To go or not to go — it’s a question many people face daily during the pandemic.For event organizers, the situation is much more complex. Many community organizations depend on gatherings for revenue or to pursue their missions. People continue to plan weddings and other celebrations. With no end to the pandemic in sight, there are no easy answers. Some are canceling everything. Others are taking events online. Some are moving forward cautiously with different ways of gathering in-person.
Moscow’s June Artwalk initially was postponed until fall before ultimately being canceled. Megan Cherry, arts program manager for the City of Moscow, said it wasn’t worth the risk. She has shifted her focus to events that can easily translate to online. Artwalk, based on congregation, did not fit that mold.
People planning an event during the pandemic face two risks as the set date approaches, Cherry said. The first is raising people’s expectations for something that might ultimately need to be canceled. The second is holding the event anyway, with people who attend getting sick.
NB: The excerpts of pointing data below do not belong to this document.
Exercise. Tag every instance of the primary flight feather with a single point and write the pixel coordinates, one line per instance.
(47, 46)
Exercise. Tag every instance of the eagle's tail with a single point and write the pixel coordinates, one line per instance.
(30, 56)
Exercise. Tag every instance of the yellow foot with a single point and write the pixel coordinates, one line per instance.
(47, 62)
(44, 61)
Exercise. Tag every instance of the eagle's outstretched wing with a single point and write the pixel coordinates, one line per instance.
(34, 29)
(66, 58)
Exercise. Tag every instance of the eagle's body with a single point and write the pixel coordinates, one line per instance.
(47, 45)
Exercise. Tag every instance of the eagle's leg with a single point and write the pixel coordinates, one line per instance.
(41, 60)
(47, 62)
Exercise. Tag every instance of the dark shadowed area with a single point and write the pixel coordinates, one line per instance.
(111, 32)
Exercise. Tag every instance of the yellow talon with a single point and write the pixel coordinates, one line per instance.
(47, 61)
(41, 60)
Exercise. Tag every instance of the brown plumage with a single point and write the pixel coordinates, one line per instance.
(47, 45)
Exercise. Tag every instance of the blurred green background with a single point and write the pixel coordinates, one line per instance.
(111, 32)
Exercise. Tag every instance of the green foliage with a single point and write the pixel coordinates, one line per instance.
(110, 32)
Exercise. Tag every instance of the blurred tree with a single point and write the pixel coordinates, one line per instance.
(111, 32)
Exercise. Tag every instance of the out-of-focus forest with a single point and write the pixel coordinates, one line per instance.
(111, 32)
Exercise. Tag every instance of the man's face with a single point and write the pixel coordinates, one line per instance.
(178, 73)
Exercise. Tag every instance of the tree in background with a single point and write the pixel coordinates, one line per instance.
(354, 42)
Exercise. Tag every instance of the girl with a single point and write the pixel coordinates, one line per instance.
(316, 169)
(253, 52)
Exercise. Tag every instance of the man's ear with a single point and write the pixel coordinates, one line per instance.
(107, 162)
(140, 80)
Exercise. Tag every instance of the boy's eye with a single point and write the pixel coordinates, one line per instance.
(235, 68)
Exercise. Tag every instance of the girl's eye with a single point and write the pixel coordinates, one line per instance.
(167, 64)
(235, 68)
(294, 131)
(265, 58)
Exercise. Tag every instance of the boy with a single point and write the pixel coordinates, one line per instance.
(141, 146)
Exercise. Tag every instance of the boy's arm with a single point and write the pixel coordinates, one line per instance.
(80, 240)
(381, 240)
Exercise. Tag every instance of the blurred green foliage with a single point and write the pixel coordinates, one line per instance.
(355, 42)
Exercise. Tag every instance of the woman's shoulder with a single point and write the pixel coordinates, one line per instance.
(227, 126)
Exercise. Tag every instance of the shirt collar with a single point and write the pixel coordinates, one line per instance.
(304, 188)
The decision to cancel artwalk was “not the decision I wanted to make at all … but it’s the right thing to do.”
The Moscow Mayor’s Arts Awards, recognizing community members who contribute to Moscow’s arts and culture scene, will take place online this year, likely without an in-person ceremony. The honors are awarded every two years in October, and Cherry felt like it was important to continue that tradition.
She plans to reopen Moscow City Hall’s Third Street Gallery for an exhibit in early September. A decision on whether or not to hold an artist’s reception has yet to be decided and will depend on the circumstances at the time.
“It’s just really regional approaches,” Cherry said. “We all have to read the tea leaves where we are.”
For now, Lewiston’s Artwalk remains on the calendar for the first weekend in October. Courtney Kramer, executive director of Beautiful Downtown Lewiston, said she can understand Moscow’s decision to cancel its artwalk because of the large returning student population and other factors. For downtown Lewiston businesses, artwalk is a valuable kick-off to the holiday shopping season, she said. She’s working with the city to close Main Street to give people more room to socially distance in the street. She may work with host locations and artists to move art into the street so it’s outdoors.
Beautiful Downtown Lewiston’s Sound Downtown, a free, outdoor music series, began Friday for the same reason, to help support businesses.
“We hear from a lot of the restaurants they see good foot traffic on the night we have that event. For those restaurants, especially since they did such a good job pivoting to carry-out, it continues to be a good fit. People can order food and eat it outdoors.”
Kramer is working closely with the health department. She is prepared to take Sound Downtown virtual, if needed, and has informed sponsors of that possibility. If that happened, the show would be livestreamed and archived on a YouTube channel. The performer would still get paid, and the sponsors would be recognized online.
Kramer helped coordinate a webinar last week with the health department called “Planning Community Events in a COVID World” (find story here). One of the topics discussed was masks.
“We can’t enforce (mask wearing), but we can lead by example,” Kramer said. “We set the tone as staff, coordinators and vendors. If we’re all in masks, that visual cue tells the public, visually, what is acceptable.”
Masks are encouraged at Sound Downtown, and the group has ordered disposable masks to distribute. She said she wouldn’t be surprised if organizations begin offering discounts on ticket prices to people who wear masks.
In a few weeks, Kramer will decide whether or not to hold Pumpkin Paloooza, a fall celebration that was scheduled to take place on Halloween this year. It attracts hundreds of costumed children and families who play games for candy and other prizes.
“I’m increasingly becoming uncomfortable with it. It is so tactile,” Kramer said. “The same things we love about it makes it feel dangerous. It brings together kids and grandparents in the same community setting. You hate to cancel an event like that but, as so many of us are seeing, it’s so important our community stays healthy and we’re able to keep businesses open.”